After her stint at Walter Reed, Karen was assigned to nurse recruiting duty in Chicago until 1972. During those volatile late war years, her military vehicles were firebombed and covered in paint by anti-war protestors. She was even once arrested while walking down the street in uniform, the police mistaking her for a protestor.
A four-year assignment in Hawaii at Tripler Army Medical Center followed. For the first time in her career, she was stationed in an emergency department, a medical specialty that would quickly become Karen’s practice of choice. “It’s an adrenaline rush,” she said recently about the field where she still works more than 40 years later. While there, she completed her master’s degree at the University of Hawai'i at Mānoa.

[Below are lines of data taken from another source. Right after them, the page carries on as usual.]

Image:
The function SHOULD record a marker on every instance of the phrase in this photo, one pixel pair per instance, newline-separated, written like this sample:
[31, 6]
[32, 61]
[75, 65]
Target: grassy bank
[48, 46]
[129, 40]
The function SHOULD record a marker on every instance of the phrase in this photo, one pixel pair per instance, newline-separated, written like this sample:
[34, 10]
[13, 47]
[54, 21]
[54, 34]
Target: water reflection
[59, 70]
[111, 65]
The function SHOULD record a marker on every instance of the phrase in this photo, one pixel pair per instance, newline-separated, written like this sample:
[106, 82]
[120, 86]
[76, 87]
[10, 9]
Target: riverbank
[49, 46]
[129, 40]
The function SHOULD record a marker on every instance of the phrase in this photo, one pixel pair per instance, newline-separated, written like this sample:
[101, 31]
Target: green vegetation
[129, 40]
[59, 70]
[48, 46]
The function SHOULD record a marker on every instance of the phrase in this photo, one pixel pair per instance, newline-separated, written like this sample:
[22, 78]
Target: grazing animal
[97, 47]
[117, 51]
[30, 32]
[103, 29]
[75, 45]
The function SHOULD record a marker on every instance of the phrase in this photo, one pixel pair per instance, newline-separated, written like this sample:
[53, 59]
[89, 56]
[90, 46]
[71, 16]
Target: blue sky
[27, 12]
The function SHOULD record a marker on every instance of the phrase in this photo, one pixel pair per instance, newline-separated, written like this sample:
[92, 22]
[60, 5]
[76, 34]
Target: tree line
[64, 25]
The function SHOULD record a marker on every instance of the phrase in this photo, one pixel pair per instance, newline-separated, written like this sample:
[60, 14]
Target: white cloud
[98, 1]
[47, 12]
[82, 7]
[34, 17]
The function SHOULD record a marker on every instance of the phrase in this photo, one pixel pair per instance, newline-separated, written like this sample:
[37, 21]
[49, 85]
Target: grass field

During the late 1970s, Karen took assignments in Kansas, Washington, Washington D.C. and Georgia. “I didn’t even know if I was going to stay in the Army,” she said with a chuckle. “I ended up having a career without even realizing it.” By 1987, she had risen the ranks to Lieutenant Colonel.
She retired from the military only to take on a new career as a financial planner for 12 years, and then return to nursing. She has worked in EDs in Georgia, South Carolina, Florida and, most recently, Louisiana. Karen now shuttles between part-time work in Ochsner Medical Center in New Orleans and her home in Pensacola, Florida.
“My husband keeps asking me if I’ll retire,” the nurse of more than 50 years said. “I can still walk, talk, chew gum and run around most of them,” she remarked jokingly about her younger colleagues. “Maybe in two or three years.”